One of the players has been playing his Rocker as a junked-out lunatic the entire time, and he started to get bored with being up on the balcony. So he turns to his Bodyguard (another player) and says "Let's head down there and bust some heads!" So the bodyguard's player says "I'll go push the button on the elevator."
The Rocker thought that would take too much time, so he took a running start, then jumped off the balcony.
"I'm going to jump across to the ropes in the middle and slide down!"

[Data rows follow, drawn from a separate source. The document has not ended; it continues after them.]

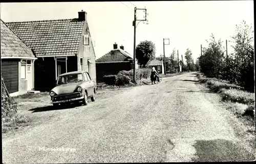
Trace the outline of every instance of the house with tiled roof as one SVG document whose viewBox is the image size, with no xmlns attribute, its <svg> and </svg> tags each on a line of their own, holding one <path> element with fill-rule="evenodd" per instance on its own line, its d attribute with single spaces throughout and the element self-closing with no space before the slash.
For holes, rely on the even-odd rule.
<svg viewBox="0 0 256 164">
<path fill-rule="evenodd" d="M 118 48 L 115 43 L 113 48 L 96 61 L 97 83 L 103 82 L 104 75 L 117 74 L 120 71 L 129 71 L 133 68 L 133 57 L 124 50 L 124 47 L 121 45 Z"/>
<path fill-rule="evenodd" d="M 57 76 L 85 70 L 96 81 L 95 53 L 87 13 L 74 19 L 13 22 L 8 25 L 34 52 L 36 90 L 47 91 Z"/>
<path fill-rule="evenodd" d="M 156 70 L 160 74 L 164 73 L 164 68 L 163 60 L 154 59 L 150 61 L 147 65 L 147 67 L 152 69 L 155 67 Z"/>
<path fill-rule="evenodd" d="M 34 88 L 32 50 L 1 20 L 1 78 L 11 96 L 26 93 Z"/>
</svg>

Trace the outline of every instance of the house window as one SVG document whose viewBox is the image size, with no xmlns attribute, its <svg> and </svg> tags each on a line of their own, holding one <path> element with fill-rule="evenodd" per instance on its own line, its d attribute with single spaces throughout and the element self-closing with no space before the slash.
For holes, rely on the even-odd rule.
<svg viewBox="0 0 256 164">
<path fill-rule="evenodd" d="M 83 72 L 83 77 L 84 77 L 84 81 L 88 81 L 88 78 L 87 78 L 87 76 L 86 75 L 86 73 Z"/>
<path fill-rule="evenodd" d="M 160 66 L 157 66 L 157 71 L 161 71 L 161 67 L 160 67 Z"/>
<path fill-rule="evenodd" d="M 91 74 L 91 64 L 92 64 L 92 62 L 91 61 L 91 58 L 87 58 L 87 61 L 88 63 L 88 73 L 89 75 Z"/>
<path fill-rule="evenodd" d="M 22 64 L 27 64 L 27 60 L 22 60 L 21 63 L 22 63 Z"/>
<path fill-rule="evenodd" d="M 88 35 L 83 35 L 83 45 L 89 45 L 89 36 Z"/>
<path fill-rule="evenodd" d="M 20 78 L 26 79 L 26 65 L 22 65 L 20 67 Z"/>
<path fill-rule="evenodd" d="M 81 70 L 83 71 L 83 58 L 80 58 L 80 64 L 81 65 Z"/>
</svg>

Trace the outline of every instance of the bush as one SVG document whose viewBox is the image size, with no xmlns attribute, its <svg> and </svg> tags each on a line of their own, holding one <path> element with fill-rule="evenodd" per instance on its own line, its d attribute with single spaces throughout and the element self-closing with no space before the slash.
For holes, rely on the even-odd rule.
<svg viewBox="0 0 256 164">
<path fill-rule="evenodd" d="M 105 75 L 103 76 L 104 83 L 109 85 L 114 85 L 117 80 L 117 76 L 114 75 Z"/>
<path fill-rule="evenodd" d="M 151 74 L 151 69 L 148 68 L 142 68 L 140 70 L 140 76 L 141 78 L 146 78 L 150 77 Z"/>
<path fill-rule="evenodd" d="M 117 76 L 116 84 L 119 86 L 125 84 L 129 84 L 131 81 L 131 78 L 129 76 L 124 74 L 119 74 Z"/>
<path fill-rule="evenodd" d="M 230 100 L 234 102 L 252 104 L 255 101 L 254 93 L 234 89 L 222 89 L 221 95 L 223 100 Z"/>
<path fill-rule="evenodd" d="M 17 96 L 13 97 L 13 98 L 38 98 L 44 96 L 49 96 L 49 93 L 48 92 L 40 92 L 38 93 L 26 93 L 25 94 L 18 95 Z"/>
<path fill-rule="evenodd" d="M 118 73 L 117 74 L 117 76 L 122 75 L 124 75 L 130 76 L 130 72 L 128 71 L 122 70 L 122 71 L 119 71 L 119 72 L 118 72 Z"/>
</svg>

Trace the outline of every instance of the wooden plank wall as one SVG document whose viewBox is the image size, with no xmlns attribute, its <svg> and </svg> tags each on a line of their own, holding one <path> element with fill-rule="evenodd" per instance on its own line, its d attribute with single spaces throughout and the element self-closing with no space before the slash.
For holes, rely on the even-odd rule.
<svg viewBox="0 0 256 164">
<path fill-rule="evenodd" d="M 15 59 L 2 59 L 2 75 L 9 93 L 18 91 L 18 64 Z"/>
</svg>

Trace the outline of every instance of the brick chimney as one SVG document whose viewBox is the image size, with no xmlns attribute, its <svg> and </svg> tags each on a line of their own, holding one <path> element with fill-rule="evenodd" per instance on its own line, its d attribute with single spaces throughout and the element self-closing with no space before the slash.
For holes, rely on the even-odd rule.
<svg viewBox="0 0 256 164">
<path fill-rule="evenodd" d="M 117 49 L 117 44 L 116 44 L 116 43 L 115 43 L 115 44 L 113 44 L 113 47 L 114 49 Z"/>
<path fill-rule="evenodd" d="M 87 13 L 85 11 L 78 12 L 78 21 L 87 20 Z"/>
</svg>

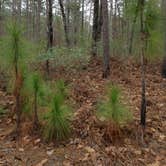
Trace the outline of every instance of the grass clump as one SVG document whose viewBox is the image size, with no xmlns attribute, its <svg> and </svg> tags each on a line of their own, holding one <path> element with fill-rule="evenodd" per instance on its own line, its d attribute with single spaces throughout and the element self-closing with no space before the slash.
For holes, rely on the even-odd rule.
<svg viewBox="0 0 166 166">
<path fill-rule="evenodd" d="M 50 104 L 50 111 L 46 114 L 44 137 L 47 141 L 64 140 L 70 135 L 71 109 L 65 104 L 65 87 L 63 81 L 56 83 L 56 94 Z"/>
<path fill-rule="evenodd" d="M 97 116 L 106 123 L 106 134 L 113 139 L 120 127 L 132 120 L 131 112 L 120 102 L 121 92 L 117 86 L 108 88 L 107 98 L 99 104 Z"/>
</svg>

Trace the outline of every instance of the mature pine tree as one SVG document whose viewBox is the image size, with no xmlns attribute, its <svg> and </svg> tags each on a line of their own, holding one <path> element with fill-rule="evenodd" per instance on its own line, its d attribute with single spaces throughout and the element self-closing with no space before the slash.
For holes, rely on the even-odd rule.
<svg viewBox="0 0 166 166">
<path fill-rule="evenodd" d="M 141 101 L 141 126 L 143 130 L 146 125 L 146 81 L 145 81 L 145 73 L 146 73 L 146 65 L 145 65 L 145 42 L 146 42 L 146 34 L 145 34 L 145 25 L 144 25 L 144 6 L 145 0 L 140 1 L 140 33 L 141 33 L 141 77 L 142 77 L 142 101 Z"/>
<path fill-rule="evenodd" d="M 162 64 L 162 76 L 166 78 L 166 1 L 162 0 L 162 20 L 163 20 L 163 30 L 164 30 L 164 57 Z"/>
<path fill-rule="evenodd" d="M 70 41 L 69 41 L 69 34 L 68 34 L 68 26 L 67 26 L 67 18 L 66 18 L 66 13 L 64 9 L 64 4 L 62 0 L 58 0 L 61 14 L 62 14 L 62 19 L 63 19 L 63 26 L 64 26 L 64 31 L 65 31 L 65 39 L 66 39 L 66 45 L 70 46 Z"/>
<path fill-rule="evenodd" d="M 102 14 L 103 14 L 103 78 L 107 78 L 110 74 L 110 48 L 109 48 L 109 19 L 108 19 L 108 2 L 102 0 Z"/>
<path fill-rule="evenodd" d="M 92 55 L 97 55 L 97 36 L 98 36 L 98 20 L 99 20 L 99 0 L 94 0 L 93 8 L 93 30 L 92 30 Z"/>
<path fill-rule="evenodd" d="M 53 0 L 47 0 L 47 49 L 51 51 L 53 46 L 53 13 L 52 13 Z M 49 60 L 46 62 L 47 73 L 50 73 Z"/>
</svg>

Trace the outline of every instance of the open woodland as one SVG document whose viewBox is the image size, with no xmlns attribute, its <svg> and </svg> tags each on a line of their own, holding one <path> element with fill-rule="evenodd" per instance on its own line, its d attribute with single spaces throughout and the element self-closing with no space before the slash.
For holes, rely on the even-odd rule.
<svg viewBox="0 0 166 166">
<path fill-rule="evenodd" d="M 0 0 L 0 166 L 165 157 L 166 0 Z"/>
</svg>

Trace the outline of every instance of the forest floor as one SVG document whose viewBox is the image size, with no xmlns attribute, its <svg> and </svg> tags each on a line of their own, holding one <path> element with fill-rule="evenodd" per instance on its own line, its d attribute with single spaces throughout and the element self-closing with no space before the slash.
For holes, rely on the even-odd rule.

The whole group stopped. I'm not a killer GM (well.. that's a lie; I was running CP2020, so you wind up that way sort of by definition), but there's just some things that I can't let people get away with, and rampant heroism is one of them. So I started tallying all the numbers. "Don, what's Markie's Luck?" "Seven." "And you're using all of it?" "Yeah." "Ok.. so.. with everything else... that looks like about a 40 Difficulty. With all your numbers.. I'm going to need to see an 18 on the die, right now, or Markie's a grease spot."
If you're not familiar with CP, it's rolled on a d10 that explodes on a 10. So I was asking him for a 10 then an 8 or higher.. not too bad, I guess, but still long odds (about 3%).
So, beaming in the face of the party's bated breath, Don proceeded to roll a 27.
Markie sailed out into the void, coat flapping, and caught the rope one-handed, then swung down (he was wearing an armored glove and coat, so no rope burns either), landed at the bottom and danced a jig around the rope singing about how he was the Lizard King and could do anything.
The bodyguard quit right there. Just walked off the job. He wanted nothing to do with trying to protect someone who was going to risk himself like that.
Quote from: RPGPundit;738908In a recent DCC game, my youngest player decided that he would send his 3rd level wizard totally alone into a dungeon I had designed to be quite tough for the entire six-member party. I was sure he was doomed, unless he ran like hell or hid somewhere waiting for the others. Instead he charged in there and offed everything in his path.
Did that player level up for his/her troubles?
Quote from: Snowman0147;738988Did that player level up for his/her troubles?
He got quite a bit more XP than anyone else in the group that session.